Partnerships have been set up with local industry, a university and councils to enable classes to be held in their facilities at little or no cost to GCRA. The Robert Gordon University school of health science was approached and has run BACR training courses in Aberdeen, which makes it easier to recruit instructors locally. Negotiations to put in place elective modules for CR instructors within physiotherapy, occupational therapy and sports science degrees are continuing.

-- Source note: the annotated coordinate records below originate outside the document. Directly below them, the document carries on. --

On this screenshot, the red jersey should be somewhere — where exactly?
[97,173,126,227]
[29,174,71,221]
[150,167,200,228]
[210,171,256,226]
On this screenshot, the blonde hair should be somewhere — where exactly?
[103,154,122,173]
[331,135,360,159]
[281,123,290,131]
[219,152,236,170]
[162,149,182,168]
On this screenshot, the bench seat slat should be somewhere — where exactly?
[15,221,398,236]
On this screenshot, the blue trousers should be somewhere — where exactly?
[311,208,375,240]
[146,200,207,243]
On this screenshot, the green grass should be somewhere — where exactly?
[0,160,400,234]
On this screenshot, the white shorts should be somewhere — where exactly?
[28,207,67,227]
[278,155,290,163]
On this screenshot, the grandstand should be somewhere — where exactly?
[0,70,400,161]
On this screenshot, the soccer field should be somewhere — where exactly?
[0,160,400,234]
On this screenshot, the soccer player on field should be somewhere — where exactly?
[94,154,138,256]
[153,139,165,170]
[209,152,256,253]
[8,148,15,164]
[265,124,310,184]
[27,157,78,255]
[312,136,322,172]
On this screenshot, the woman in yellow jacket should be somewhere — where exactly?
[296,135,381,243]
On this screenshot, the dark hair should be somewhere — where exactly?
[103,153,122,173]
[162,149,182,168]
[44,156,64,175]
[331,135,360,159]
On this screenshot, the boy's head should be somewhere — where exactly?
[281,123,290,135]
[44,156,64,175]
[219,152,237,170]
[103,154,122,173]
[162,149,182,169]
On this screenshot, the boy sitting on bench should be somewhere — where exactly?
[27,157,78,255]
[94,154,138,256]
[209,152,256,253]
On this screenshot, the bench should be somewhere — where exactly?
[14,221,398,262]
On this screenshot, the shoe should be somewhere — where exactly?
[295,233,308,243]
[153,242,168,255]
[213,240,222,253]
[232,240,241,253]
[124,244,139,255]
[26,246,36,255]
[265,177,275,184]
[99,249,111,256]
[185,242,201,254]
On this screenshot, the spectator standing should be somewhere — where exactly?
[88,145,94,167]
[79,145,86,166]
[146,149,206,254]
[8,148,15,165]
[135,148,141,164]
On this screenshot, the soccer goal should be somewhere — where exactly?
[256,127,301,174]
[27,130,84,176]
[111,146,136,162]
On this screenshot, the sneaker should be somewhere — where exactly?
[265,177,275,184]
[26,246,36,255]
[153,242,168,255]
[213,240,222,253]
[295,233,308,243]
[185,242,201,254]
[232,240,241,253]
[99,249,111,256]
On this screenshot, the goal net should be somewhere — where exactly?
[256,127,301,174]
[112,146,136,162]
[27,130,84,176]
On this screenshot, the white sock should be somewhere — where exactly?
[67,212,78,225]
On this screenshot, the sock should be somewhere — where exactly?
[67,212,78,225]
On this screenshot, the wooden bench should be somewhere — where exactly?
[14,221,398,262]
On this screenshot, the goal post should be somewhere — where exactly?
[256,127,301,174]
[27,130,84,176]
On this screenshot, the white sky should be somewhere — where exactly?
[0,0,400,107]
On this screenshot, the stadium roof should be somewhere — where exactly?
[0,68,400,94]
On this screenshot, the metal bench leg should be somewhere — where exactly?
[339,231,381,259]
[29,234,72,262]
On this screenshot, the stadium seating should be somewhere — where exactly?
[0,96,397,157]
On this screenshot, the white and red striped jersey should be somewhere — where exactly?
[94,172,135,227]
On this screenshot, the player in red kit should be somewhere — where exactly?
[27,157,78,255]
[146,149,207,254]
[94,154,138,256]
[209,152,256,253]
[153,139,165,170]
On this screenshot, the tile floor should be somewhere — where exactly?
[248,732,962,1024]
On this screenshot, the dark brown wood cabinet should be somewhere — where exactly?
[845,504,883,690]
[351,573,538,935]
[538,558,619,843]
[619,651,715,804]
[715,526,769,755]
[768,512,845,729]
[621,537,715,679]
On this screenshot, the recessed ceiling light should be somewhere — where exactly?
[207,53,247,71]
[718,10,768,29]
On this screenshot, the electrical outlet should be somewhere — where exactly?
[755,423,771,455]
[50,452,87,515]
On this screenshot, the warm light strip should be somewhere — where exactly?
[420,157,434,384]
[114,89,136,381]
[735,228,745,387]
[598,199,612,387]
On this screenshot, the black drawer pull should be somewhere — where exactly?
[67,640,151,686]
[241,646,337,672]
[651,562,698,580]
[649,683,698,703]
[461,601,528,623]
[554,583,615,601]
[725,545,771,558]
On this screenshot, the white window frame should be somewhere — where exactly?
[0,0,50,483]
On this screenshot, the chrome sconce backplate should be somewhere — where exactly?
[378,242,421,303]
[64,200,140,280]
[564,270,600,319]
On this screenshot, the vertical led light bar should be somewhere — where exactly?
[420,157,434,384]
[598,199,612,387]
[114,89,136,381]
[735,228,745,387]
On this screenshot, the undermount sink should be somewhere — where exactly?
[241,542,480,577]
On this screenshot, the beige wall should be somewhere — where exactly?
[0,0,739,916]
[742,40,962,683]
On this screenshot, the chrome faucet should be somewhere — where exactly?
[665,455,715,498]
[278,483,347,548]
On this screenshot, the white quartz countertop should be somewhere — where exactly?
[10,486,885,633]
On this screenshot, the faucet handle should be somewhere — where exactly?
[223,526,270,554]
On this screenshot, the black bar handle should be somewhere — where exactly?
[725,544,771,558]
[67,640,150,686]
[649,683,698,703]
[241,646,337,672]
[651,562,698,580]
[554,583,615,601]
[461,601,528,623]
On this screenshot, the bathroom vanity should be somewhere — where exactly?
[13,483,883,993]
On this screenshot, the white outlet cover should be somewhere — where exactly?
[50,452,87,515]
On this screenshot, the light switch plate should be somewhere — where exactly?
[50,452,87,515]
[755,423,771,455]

That is a first in Scotland, and only Loughborough University is currently doing the same thing.
A survey is planned for the autumn to get clear information on GCRA’s members, their motivation, what they like or dislike about the classes and how their health has improved, or otherwise, as well as statistical information on referral and so on. All that should be very useful for future planning.
From a rocky start, when NHS Grampian regarded the pioneers of GCRA as a “band of old codgers”—to quote GCRA’s briefing paper—who did not know the implications of what they were trying to do, GCRA is now very much a working partner with NHS Grampian. Hundreds of patients and GCRA members are being helped to return to normal, active lives in the community. Two members of the GCRA management board, all of whom work on a voluntary basis, now sit on the coronary heart disease and stroke managed clinical network project board.
It is GCRA’s intention that there will be nowhere in Grampian where anyone who needs and wants a cardiac rehabilitation class cannot access one easily. That is an ambitious goal, but GCRA is working on it.
I am sure that members will agree that GCRA is an excellent example of the voluntary sector at its best: it provides a very real service to patients and saves a great deal of money and resource for the NHS in Grampian. The board would like to see what GCRA does being repeated throughout Scotland. To that end, it now works with the British Heart Foundation and with Chest, Heart and Stroke Scotland to promote cardiac rehab throughout the country. It is working actively in the current Scottish campaign for cardiac rehabilitation and it participates in the Parliament’s cross-group party on heart disease and stroke. I know that it has put questions to the Scottish Government about the future provision of cardiac rehab in Scotland, which I hope the minister will deal with in her response to the debate.
The availability of cardiac rehabilitation is patchy across Scotland at present. It ranges from being non-existent in many areas to being driven by the council, by the NHS or by the voluntary sector in other areas. It is clear that that is less than satisfactory.
In 2005, in a speech to the European Society of Cardiology in Amsterdam, Professor Bob Lewin said:
“If there were a pill that cost very little, reduced cardiac deaths by 27 (now over 30)%, improved quality of life, and reduced anxiety and depression, every cardiac patient in Europe would be expected to take it. There is no such pill, but taking part in a cardiac rehabilitation programme can provide all these benefits.”
Surely such programmes should be available to all who need them.
I will finish by warmly congratulating the founders and management board of GCRA on their magnificent achievements to date, and by wishing them well for the future. I hope that the minister will take on board the importance of their work to the whole of Scotland and let us know, in her reply to the debate, what the Government will do to secure the availability of cardiac rehab to all those in our country who need it and want it, whatever their postcode.